An Arizona high school biology teacher had his last week of teaching after becoming exasperated with his students’ constant smartphone usage in the classroom.
Sahuaro High School’s Mitchell Rutherford spoke to a local Tucson NBC affiliate early last week, saying that he has done everything he can to try and get his students to break their “addiction” to their phones, and is now giving up.
“I have been struggling with mental health this year mostly because of what I identified as basically phone addiction with the students,” Rutherford told the news station.
This past Thursday was the 35-year-old public school educator’s last day in the profession after 11 years.

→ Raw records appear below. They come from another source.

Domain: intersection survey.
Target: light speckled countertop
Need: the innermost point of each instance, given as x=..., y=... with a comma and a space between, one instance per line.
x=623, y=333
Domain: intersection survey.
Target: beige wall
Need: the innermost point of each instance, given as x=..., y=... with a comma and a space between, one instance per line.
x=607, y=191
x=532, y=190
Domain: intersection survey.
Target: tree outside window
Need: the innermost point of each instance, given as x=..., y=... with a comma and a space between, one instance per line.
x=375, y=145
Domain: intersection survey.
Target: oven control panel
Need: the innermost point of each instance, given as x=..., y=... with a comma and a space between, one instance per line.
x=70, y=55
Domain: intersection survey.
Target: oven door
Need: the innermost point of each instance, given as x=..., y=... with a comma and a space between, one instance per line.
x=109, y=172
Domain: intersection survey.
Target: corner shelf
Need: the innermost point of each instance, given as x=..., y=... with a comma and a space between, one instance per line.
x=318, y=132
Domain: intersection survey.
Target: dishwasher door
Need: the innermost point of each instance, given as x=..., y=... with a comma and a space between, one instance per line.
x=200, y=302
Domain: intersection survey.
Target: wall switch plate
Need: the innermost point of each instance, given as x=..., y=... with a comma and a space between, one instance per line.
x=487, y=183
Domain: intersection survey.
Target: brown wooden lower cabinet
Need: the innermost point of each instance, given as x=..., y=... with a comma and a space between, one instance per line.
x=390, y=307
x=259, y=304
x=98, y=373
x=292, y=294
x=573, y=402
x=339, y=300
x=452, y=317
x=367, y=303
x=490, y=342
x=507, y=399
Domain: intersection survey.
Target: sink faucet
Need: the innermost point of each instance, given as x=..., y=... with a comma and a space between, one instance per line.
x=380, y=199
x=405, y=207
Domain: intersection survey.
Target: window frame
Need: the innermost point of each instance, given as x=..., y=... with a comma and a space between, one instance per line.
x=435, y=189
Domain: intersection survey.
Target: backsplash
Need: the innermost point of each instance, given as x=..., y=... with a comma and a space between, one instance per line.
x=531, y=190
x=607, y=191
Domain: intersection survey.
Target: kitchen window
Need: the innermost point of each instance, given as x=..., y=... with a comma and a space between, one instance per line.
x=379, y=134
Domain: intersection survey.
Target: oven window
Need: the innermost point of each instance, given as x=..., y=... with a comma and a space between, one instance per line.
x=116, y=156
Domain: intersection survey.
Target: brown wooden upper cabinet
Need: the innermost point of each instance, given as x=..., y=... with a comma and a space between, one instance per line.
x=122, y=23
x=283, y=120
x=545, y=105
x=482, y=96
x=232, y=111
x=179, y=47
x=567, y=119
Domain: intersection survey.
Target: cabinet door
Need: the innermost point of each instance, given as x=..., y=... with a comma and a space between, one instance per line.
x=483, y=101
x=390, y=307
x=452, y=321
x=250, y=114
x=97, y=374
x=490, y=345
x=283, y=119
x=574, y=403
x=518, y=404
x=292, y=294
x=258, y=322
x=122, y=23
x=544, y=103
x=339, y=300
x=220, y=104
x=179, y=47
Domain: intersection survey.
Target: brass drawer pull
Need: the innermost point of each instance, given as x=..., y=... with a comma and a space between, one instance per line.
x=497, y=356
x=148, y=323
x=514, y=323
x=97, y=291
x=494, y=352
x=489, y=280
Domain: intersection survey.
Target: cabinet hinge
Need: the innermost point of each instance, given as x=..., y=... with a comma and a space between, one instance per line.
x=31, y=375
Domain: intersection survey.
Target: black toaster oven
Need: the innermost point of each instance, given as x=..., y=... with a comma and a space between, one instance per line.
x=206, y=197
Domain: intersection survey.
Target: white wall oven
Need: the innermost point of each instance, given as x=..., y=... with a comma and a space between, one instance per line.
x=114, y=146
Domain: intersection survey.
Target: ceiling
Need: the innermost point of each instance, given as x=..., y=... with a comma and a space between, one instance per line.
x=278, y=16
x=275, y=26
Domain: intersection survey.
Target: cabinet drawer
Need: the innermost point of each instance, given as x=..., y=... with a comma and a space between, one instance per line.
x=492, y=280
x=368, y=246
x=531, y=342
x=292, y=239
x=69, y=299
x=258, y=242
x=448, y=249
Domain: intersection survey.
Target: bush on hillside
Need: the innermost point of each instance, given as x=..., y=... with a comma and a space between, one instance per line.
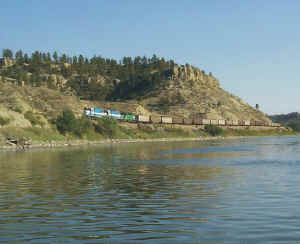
x=4, y=121
x=83, y=125
x=33, y=118
x=107, y=127
x=213, y=130
x=66, y=122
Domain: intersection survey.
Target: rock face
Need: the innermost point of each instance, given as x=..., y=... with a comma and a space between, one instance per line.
x=190, y=73
x=6, y=62
x=191, y=93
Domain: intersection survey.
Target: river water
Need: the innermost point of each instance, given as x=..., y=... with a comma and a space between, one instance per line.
x=233, y=191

Rutherford said he has employed a variety of lesson plans throughout the last few years to get his students to understand the harms of constant cellphone usage in their daily lives.
“Here’s extra credit, let’s check your screen time, let’s create habits, let’s do a unit on sleep and why sleep is important and how to reduce your phone usage for a bedtime routine, and we talked about it every day and created a basket called ‘phone jail,’” he said, giving examples of everything he has tried to implement.
Rutherford compared extreme phone usage to drug addiction, arguing that it’s even worse than being hooked on substances or being addicted to sugar.
“Opioids, obviously a huge problem, cocaine, heroin, all of those drugs, alcohol, it’s all a big problem, but like sugar even greater than that and then phones even greater than that,” he said.
In a separate interview with the Wall Street Journal, the educator described witnessing this problem get worse during the COVID-19 pandemic and that “something shifted” in the kids.
Studies conducted in the last couple of years have shown that pandemic learning loss has been a great detriment to the education, skill level and productivity of K-12 students nationwide.
As he saw the problem grow, “I was beginning to think I was the problem,” Rutherford told the outlet. He added that some students would flat-out admit to him they didn’t care about school.
He doesn’t blame the kids fully, however. He told the local outlet that society has to foster better habits in children.
“As a society, we need to prioritize educating our youth and protecting our youth and allowing their brains and social skills and happiness to develop in a natural way, without their phone,” Rutherford said.
The teacher told WSJ that he is ready to embark on a new career path, like potentially working at an online college prep school or going into a vocational program. Still, he worries he could be “abandoning” his students with this decision.